Mortensen, who has only publicly been in relationships with women, has faced media scrutiny over his decision to take on the role. He acknowledged the criticisms in an interview with The Times published last weekend, but said he wouldn’t have cast himself if he didn’t think it was a good idea.
“Look, these are the times we’re living in, and I think it’s healthy that those issues are brought up,” the “Lord of the Rings” and “Green Book” actor said. “The short answer is that I didn’t think it was a problem. And people then ask me, ‘Well what about Terry Chen, who plays my husband in the film, is he a homosexual?’”
“And the answer is I don’t know, and I would never have the temerity to ask someone if they were, during the casting process,” he continued. “And how do you know what my life is? You’re assuming that I’m completely straight. Maybe I am, maybe I’m not. And it’s frankly none of your business.”

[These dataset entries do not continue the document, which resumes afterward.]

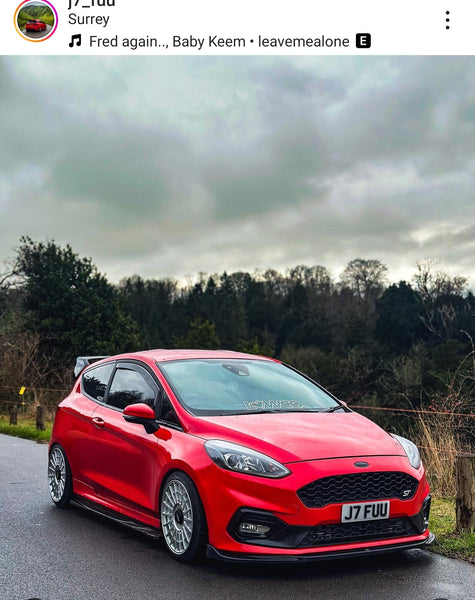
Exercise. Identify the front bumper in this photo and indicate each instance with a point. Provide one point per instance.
(242, 558)
(300, 531)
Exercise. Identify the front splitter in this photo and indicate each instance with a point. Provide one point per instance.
(244, 558)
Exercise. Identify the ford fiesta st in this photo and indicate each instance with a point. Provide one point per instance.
(35, 25)
(235, 456)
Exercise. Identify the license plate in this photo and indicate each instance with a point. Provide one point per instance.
(365, 511)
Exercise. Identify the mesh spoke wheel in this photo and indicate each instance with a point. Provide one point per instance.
(59, 476)
(182, 517)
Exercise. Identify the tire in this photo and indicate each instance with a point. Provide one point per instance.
(183, 518)
(60, 480)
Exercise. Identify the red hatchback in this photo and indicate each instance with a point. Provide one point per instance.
(35, 25)
(236, 456)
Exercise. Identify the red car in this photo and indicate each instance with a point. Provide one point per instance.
(236, 456)
(35, 25)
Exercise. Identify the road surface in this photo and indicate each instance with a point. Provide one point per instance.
(54, 554)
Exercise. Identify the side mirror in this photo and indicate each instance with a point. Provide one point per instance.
(142, 414)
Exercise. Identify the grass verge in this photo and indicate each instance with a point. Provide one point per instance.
(25, 429)
(448, 541)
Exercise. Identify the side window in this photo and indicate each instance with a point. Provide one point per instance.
(130, 387)
(167, 413)
(94, 381)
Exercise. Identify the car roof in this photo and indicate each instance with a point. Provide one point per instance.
(164, 355)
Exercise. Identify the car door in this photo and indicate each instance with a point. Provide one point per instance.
(126, 457)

At least from an artistic standpoint, Mortensen’s choice appears to have paid off. Early reviews of “Falling” have been positive, with The Guardian calling the actor’s performance “commanding” and “a very substantial achievement.”
Still, his remarks come as the debate over whether or not heterosexual, cisgender actors should be cast in LGBTQ roles ― especially when opportunities for LGBTQ actors to tell queer stories in Hollywood remain slim ― is heating up once again.
The 2020 movie season has presented cases on both sides of the argument. “Uncle Frank,” starring Paul Bettany as a gay Southern man grappling with the unexpected death of his father, was released on Amazon Prime last week to positive reviews. Meanwhile, actors Colin Firth and Stanley Tucci are garnering early Oscars buzz for “Supernova,” a British romantic drama in which they play a same-sex couple on the brink of a personal crisis.
On the flip side, James Corden’s portrayal of a gay Broadway star in the forthcoming Netflix musical “The Prom” has been widely panned. Quipped Vanity Fair, “No more straight actors playing gay men until the sins of ‘The Prom’ are properly atoned for.”